I did mention that it was basically SHM, but here there is a kind of forcing term. To take the standard SHM formulae and assume they apply would be distinctly unrigorous, but if your teacher has sanctioned it...
So, what can you write down for the period, treating this as SHM?

 

[squareroot]

the period is T=2pisqrt(m/k)

 

[haruspex]

the period is T=2π√(m/k)

Of course, but what is k in this context? Without the differential equation, it's not obvious. When you have determined the period, T, what do you think the stopping time will be?

 

[squareroot]

well i won t be studying differential equation 3 years from now so this is a bit hard for me.
Does k=MU?
As far as what the stopping time is , i have no idea.

 

[squareroot]

A, as for the time. does 2t=T? because T is the time of a complete oscillation and the body will have to go all the way down and back up so that we can say that he completed a full oscillation.

 

[haruspex]

well i won t be studying differential equation 3 years from now so this is a bit hard for me.
Does k=MU?

No. With a spring, the restoring force is kx. What is the force up the slope here?

As far as what the stopping time is , i have no idea.

The mass starts from rest. How long does it take a pendulum to go from being momentarily at rest to being so again?

 

[squareroot]

well the force is the tangential gravity minius the friction force,mgsinalpha-muN=mg(sinalpha-bxcosalpha)

 

[squareroot]

but what do i do from here?

 

[haruspex]

well the force is the tangential gravity minius the friction force,mgsinalpha-muN=mg(sinalpha-bxcosalpha)

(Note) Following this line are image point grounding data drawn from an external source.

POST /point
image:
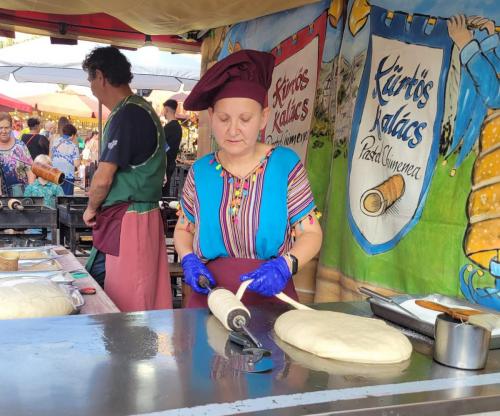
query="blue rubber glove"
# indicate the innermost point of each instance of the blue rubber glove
(270, 278)
(193, 269)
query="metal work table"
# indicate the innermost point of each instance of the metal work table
(172, 363)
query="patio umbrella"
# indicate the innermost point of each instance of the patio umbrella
(37, 60)
(12, 104)
(67, 102)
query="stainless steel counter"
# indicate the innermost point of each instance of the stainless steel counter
(172, 363)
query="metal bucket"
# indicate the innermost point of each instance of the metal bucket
(460, 345)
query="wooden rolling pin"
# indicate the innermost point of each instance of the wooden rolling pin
(456, 313)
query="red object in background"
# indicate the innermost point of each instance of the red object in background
(87, 291)
(97, 27)
(12, 104)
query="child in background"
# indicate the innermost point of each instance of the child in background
(42, 187)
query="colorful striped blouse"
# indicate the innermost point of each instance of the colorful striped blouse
(249, 217)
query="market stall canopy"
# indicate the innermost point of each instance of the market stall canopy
(125, 22)
(38, 60)
(67, 102)
(12, 104)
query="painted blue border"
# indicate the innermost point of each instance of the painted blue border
(414, 33)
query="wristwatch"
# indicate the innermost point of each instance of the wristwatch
(295, 263)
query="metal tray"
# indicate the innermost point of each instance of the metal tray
(52, 266)
(394, 314)
(45, 252)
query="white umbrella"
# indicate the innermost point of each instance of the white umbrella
(38, 60)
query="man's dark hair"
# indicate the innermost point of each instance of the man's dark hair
(69, 130)
(171, 104)
(111, 62)
(33, 122)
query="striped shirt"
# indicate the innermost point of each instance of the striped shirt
(261, 203)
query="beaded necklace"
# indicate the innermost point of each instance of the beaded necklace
(239, 186)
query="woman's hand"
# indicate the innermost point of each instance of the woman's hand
(270, 278)
(193, 269)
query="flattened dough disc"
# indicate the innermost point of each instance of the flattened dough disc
(343, 337)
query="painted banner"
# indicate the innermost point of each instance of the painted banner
(293, 88)
(396, 127)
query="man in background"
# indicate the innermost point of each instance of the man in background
(129, 243)
(36, 143)
(173, 136)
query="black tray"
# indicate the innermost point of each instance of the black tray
(394, 314)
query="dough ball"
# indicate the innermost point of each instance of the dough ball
(32, 298)
(343, 337)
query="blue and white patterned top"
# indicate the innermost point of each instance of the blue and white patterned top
(64, 155)
(15, 164)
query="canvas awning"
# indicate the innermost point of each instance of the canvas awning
(38, 60)
(97, 19)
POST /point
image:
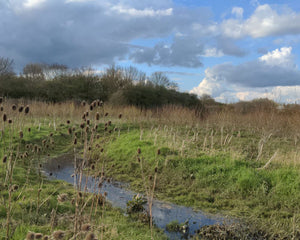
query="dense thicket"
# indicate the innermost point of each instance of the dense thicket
(57, 83)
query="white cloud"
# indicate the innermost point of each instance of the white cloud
(147, 12)
(273, 75)
(213, 52)
(264, 22)
(33, 3)
(237, 11)
(279, 57)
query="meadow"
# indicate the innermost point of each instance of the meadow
(244, 165)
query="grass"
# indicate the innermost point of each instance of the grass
(224, 164)
(212, 181)
(29, 202)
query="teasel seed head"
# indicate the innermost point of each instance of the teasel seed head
(90, 236)
(86, 227)
(57, 235)
(30, 236)
(38, 236)
(26, 110)
(4, 117)
(158, 151)
(62, 197)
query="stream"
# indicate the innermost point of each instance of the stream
(118, 194)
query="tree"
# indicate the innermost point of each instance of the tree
(34, 70)
(161, 79)
(6, 66)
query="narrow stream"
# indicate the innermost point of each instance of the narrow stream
(118, 195)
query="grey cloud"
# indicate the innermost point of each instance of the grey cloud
(85, 33)
(91, 33)
(228, 47)
(182, 52)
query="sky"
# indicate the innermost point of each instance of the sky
(232, 50)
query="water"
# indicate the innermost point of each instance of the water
(118, 195)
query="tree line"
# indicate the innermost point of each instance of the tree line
(119, 85)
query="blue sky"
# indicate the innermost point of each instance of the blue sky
(231, 50)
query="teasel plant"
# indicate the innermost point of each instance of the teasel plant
(149, 184)
(11, 156)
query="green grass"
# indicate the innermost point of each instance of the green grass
(107, 222)
(270, 197)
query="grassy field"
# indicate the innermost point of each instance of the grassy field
(244, 165)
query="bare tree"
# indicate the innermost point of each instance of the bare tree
(34, 70)
(161, 79)
(6, 66)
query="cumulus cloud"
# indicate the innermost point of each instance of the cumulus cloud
(172, 55)
(274, 71)
(238, 12)
(265, 21)
(87, 32)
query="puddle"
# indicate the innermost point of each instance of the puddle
(118, 194)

Right. Here, in the absence of a proper ODE treatment, you have to take it on trust that the relevant part will be the coefficient of x in that force. So ignore the constant component. Comparing this with the restoring force from a spring, what equates to k?

 

[squareroot]

that s exactly what i can t figure out!

 

[haruspex]

Treating the friction up the plane as the 'restoring force' (because the downplane component of gravity is constant), it's mgbxcos(β). The restoring force in a spring is kx. If we're to regard the one as equivalent to the other, what is k equal to?

 

[squareroot]

ok, so i have the period now,can i write that time t=1/4T ?because the body moves only quarter in the time t:)

 

[haruspex]

ok, so i have the period now,can i write that time t=1/4T ?because the body moves only quarter in the time t:)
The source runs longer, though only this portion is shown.